What Obama Really Means for Black America and Beyond
| November 21, 2008
The soon-to-be first family presents a potent role model. Here, the author, a sociologist and African American Studies assistant professor at Northwestern, describes the other half of the political agenda that is essential if we are to embrace the “politics of personal responsibility.”
The global celebration of President-elect Barack Obama's victory, punctuated by the teary faces of civil rights activists such as John Lewis, represents a historic moment that almost is beyond words.
Perhaps not surprisingly, the victory, with omnipresent images of the soon-to-be first family, has re-ignited the call by political leaders and media commentators alike for African Americans to once and for all lay down the burden of “black victimhood.” Barack and Michelle are held up in the media as role models for a black community that has witnessed black families struggle and all too often falter.
Prescribed for decades in the black community, personal responsibility and community efficacy are being pushed in the context of what Barack Obama accomplished. The message: stay in school, work hard, and build strong families. By playing by the rules, you will earn your place among the prosperous and powerful.
This point of view has value, but something crucial is missing from the analyses of the newly emboldened purveyors of personal responsibility who argue that blacks must step up now and make changes.
“Stepping up” to the example that the Obamas have set as role models can only be realized if government and corporate interests meet individuals halfway. A call to value education is difficult to embrace in failing schools. A challenge to leave the street corner is less enticing when no jobs await you and the home you return to is dilapidated.

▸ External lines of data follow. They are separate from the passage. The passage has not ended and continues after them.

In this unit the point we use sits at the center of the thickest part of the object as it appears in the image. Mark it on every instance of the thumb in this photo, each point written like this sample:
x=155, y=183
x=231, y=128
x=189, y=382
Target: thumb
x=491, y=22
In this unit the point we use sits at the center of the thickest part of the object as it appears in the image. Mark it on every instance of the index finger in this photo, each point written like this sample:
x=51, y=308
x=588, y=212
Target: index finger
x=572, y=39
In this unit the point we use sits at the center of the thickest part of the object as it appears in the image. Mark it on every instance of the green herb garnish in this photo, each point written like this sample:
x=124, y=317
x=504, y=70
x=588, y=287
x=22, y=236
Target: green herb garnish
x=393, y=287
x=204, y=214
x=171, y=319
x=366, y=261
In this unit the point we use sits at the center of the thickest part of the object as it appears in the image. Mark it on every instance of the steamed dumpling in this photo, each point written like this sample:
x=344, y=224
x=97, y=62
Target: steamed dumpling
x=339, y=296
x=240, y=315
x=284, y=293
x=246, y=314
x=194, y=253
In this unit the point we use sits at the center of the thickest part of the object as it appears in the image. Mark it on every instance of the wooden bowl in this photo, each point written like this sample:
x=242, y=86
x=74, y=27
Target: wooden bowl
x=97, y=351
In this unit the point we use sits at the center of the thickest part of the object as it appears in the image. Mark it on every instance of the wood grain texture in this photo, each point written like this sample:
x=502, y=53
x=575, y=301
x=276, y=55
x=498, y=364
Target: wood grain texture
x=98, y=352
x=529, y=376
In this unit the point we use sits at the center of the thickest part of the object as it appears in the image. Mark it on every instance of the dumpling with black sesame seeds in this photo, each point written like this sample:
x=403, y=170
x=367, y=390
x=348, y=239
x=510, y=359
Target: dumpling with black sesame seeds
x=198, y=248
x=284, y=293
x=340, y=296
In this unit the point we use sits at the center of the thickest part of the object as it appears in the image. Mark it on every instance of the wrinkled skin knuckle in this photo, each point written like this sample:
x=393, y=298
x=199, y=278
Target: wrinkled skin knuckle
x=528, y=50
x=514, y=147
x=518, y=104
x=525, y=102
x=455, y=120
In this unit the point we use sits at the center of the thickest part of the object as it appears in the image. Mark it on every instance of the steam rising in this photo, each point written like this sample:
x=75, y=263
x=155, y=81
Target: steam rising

And a plea to parent your children is much harder to heed without the support of a living wage, health care and a safe neighborhood.
Can progressive politics be married to the politics of personal responsibility?
Personal responsibility is now verboten in some circles, associated with the limitations of 1996 welfare reform and the public attacks that the black poor have endured from black and white observers. The term must be reclaimed and coupled with a political agenda that empowers rather than degrades marginalized groups.
The millions of newly registered voters living in disadvantaged communities should be encouraged to seize this moment to work together and improve the world around them. But placing the burden for progress solely on the shoulders of the disadvantaged ignores the historical wrongs and present-day environmental barriers that systematically confine their economic mobility: residential segregation, substandard schools, limited work opportunities and a tattered social safety net that often fails to help them weather the hardest of times or guarantee basics such as health care.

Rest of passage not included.